In They Rose at Dawn, Ramaswamy, the co-artistic director of Ragamala Dance, examines and celebrates how we as humans endure and thrive through our transmission of wisdom from one generation to the next. As a lone dancer on stage accompanied only by a stellar Carnatic musical ensemble, Ramaswamy, whose work has been described as “thrillingly three-dimensional” by The New York Times, creates a beautiful and powerful meditation on the feminine through the dynamic interplay between movement and music.

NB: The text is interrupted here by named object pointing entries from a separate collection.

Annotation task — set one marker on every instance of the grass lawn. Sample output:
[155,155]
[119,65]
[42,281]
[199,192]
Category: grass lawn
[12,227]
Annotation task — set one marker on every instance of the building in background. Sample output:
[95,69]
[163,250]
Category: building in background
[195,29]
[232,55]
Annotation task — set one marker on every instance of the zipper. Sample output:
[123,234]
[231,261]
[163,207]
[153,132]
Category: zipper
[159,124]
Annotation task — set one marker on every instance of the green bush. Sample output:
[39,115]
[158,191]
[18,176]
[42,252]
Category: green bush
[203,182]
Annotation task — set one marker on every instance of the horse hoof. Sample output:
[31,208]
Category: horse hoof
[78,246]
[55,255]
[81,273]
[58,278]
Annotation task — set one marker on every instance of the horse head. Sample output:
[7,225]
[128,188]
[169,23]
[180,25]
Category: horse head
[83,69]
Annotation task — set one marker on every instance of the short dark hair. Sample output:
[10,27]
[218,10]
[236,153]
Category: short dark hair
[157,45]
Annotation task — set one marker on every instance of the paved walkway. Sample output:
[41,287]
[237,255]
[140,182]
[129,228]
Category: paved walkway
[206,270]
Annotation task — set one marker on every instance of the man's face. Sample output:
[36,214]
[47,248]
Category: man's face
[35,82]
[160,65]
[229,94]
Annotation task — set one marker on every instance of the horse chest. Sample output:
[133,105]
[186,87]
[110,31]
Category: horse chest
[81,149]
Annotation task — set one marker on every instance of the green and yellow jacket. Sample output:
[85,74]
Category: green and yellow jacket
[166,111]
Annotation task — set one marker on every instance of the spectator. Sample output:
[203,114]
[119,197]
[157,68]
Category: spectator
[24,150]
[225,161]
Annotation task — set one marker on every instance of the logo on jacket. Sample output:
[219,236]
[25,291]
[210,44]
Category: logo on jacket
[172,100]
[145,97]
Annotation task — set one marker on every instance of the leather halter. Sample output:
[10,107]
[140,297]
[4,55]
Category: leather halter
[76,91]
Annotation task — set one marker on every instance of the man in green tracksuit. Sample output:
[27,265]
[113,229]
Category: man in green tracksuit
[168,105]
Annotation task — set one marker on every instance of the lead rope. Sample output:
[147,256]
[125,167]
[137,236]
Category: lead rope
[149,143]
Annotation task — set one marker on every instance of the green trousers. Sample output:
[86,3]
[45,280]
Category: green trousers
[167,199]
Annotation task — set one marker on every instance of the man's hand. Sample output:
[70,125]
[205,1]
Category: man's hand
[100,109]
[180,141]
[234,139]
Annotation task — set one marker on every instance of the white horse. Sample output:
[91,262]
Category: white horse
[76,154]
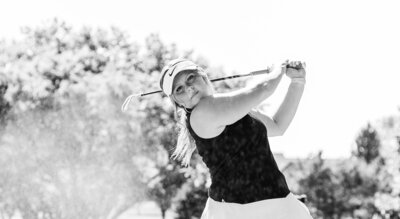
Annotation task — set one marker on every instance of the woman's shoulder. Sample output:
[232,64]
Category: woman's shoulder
[202,123]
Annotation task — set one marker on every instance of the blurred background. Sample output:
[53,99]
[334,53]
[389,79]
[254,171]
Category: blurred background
[67,150]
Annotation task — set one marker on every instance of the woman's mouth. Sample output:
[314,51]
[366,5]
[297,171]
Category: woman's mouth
[194,94]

Navigating inner and outer worlds, women are the primordial source of all creation: the compassionate mother; the lover; and the embodiment of power and strength. For Ramaswamy, these intergenerational conversations provide a forum to create intricate and complex worlds that convey a sense of reverence, of unfolding mystery, and of imagination. Bridging ancestry and the personal, lineage and a new breath,They Rose at Dawn reflects the intertwined truths of history and the present moment that exist within all of us.

The Nile Project

When: Thursday, 29th October 2015 at 8pm

Venue: East Plaza, The Arts Center at NYU Abu Dhabi 

Resonant harps and lyres from up and down the river have learned new musical modes, while buzzing timbres and ingenious polyrhythms support vocals in more than ten languages. Instruments that parted ways millennia before are reunited and pushed into new places. Love songs have crossed geographic and linguistic barriers to forge new, close friendships. 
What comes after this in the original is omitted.